16 There are nine different moving average strategies involving long runs of 50 days: (1, 50, 0), (1, 50, 1), (1, 50, 5), (5, 50, 0), (5, 50, 1), (5, 50, 5), (10, 50, 0), (10, 50, 1) and (10, 50, 5). Given that long-run periods of 100, 150 and 200 days are also examined, the total number of strategies studied is 36.

17 Closer investigation of the UK results shows that none of the 36 moving average rules outperformed the buy-and-hold strategy. The largest value for the rule profit (5, 50, 5) was only 63.84%, as compared to 210.62% following the buy-and-hold strategy. Similarly, for the United States, all 36 moving average rules failed to better the returns from following the buy-and-hold strategy. For example, the largest rule profit (5, 50, 1) was 182.02% as compared to 364.53% for the corresponding buy-and-hold strategy. Results for the individual rules are available from the authors on request.

18 This finding holds for all 36 variations of moving average rule studied.

19 There are several reasons which could explain the success of the moving average rule in Japan. For example, since the early 1990s, Japan's economy has faced its worst slump since World War II. Problems such as low demand, deflation, bankruptcies and bad debt burdens in the banking sector have plagued the economy that used to rank among the top three in the world. Given such difficulties in the macroeconomy, it is little wonder that the security market is suffering. Presumably, the long downward trend in Japanese security prices is being exploited by the moving average rule to yield profits. However, attempts are being made to reform the financial system in the hope that the economy can be reactivated through an increase in the efficiency of the market (Financial Times, Citation2003). However, although the poor macroeconomic performance of Japan may be a plausible reason for the success of the moving average strategies, Bessembinder and Chan (Citation1995) reported that the moving average rules were successful in predicting share price movements in Japan during an earlier period from January 1975 to December 1989, when a bull market was present.

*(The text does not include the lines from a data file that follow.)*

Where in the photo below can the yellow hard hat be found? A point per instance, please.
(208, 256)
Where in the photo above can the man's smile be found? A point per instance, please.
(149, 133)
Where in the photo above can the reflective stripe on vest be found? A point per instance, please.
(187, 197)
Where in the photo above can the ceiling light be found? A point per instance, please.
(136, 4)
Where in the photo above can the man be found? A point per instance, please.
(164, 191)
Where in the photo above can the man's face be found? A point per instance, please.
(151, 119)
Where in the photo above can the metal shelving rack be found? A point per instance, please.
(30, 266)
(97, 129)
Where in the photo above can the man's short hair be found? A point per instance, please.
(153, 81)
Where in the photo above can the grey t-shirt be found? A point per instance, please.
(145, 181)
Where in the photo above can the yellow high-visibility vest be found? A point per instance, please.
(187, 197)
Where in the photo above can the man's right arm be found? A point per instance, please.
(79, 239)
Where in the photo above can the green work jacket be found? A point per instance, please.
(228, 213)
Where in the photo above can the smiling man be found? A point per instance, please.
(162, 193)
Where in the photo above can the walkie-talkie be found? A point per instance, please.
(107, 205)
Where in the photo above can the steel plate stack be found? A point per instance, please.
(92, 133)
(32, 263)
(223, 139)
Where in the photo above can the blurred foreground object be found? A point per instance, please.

This finding suggests possible inefficiencies in the market and further investigation is warranted.

20 At 100 days, 12 emerging stock market countries have rule profits that are greater than the buy-and-hold profits (Chile, Indonesia, India, Korea, Malaysia, Mexico, the Philippines, Sri Lanka, Taiwan, Thailand, Turkey and Zimbabwe), while at 150 days, nine emerging stock market countries have rule profits that are greater than the buy-and-hold profits (Chile, Indonesia, Korea, Malaysia, the Philippines, Sri Lanka, Taiwan, Thailand and Zimbabwe).

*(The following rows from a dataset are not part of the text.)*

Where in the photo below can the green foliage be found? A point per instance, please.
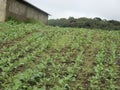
(95, 23)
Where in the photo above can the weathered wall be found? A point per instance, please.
(2, 10)
(23, 11)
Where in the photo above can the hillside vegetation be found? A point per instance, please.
(83, 22)
(35, 57)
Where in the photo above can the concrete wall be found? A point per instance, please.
(23, 11)
(2, 10)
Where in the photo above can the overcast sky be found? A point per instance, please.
(105, 9)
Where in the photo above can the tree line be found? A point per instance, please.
(83, 22)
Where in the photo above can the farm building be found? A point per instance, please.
(21, 10)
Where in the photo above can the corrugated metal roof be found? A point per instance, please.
(24, 1)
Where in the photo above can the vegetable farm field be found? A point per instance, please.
(35, 57)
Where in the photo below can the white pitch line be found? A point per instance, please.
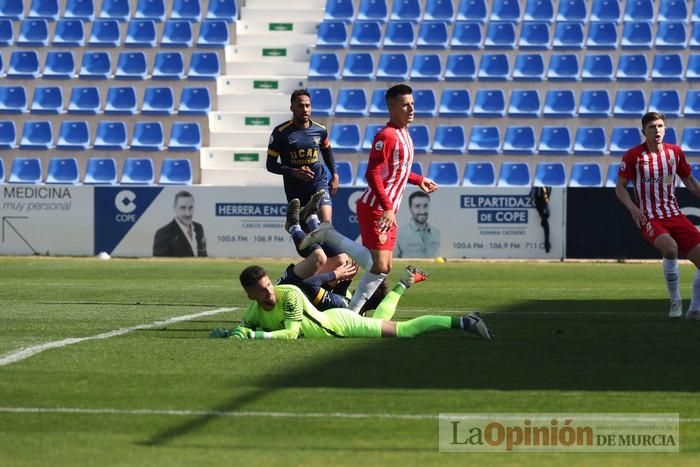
(222, 413)
(23, 354)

21 Over all four long-run moving averages, the profits from the trading rule are less than those from following the buy-and-hold strategy in two countries (Argentina and Hong Kong). It is not so easy to segregate the results for four emerging market countries. For example, India and Mexico have successful mean moving average results over two long-run periods, while South Africa and Turkey have successful mean moving average results over one long-run period, with the buy-and-hold profit exceeding the moving average profits for the other three long-run periods.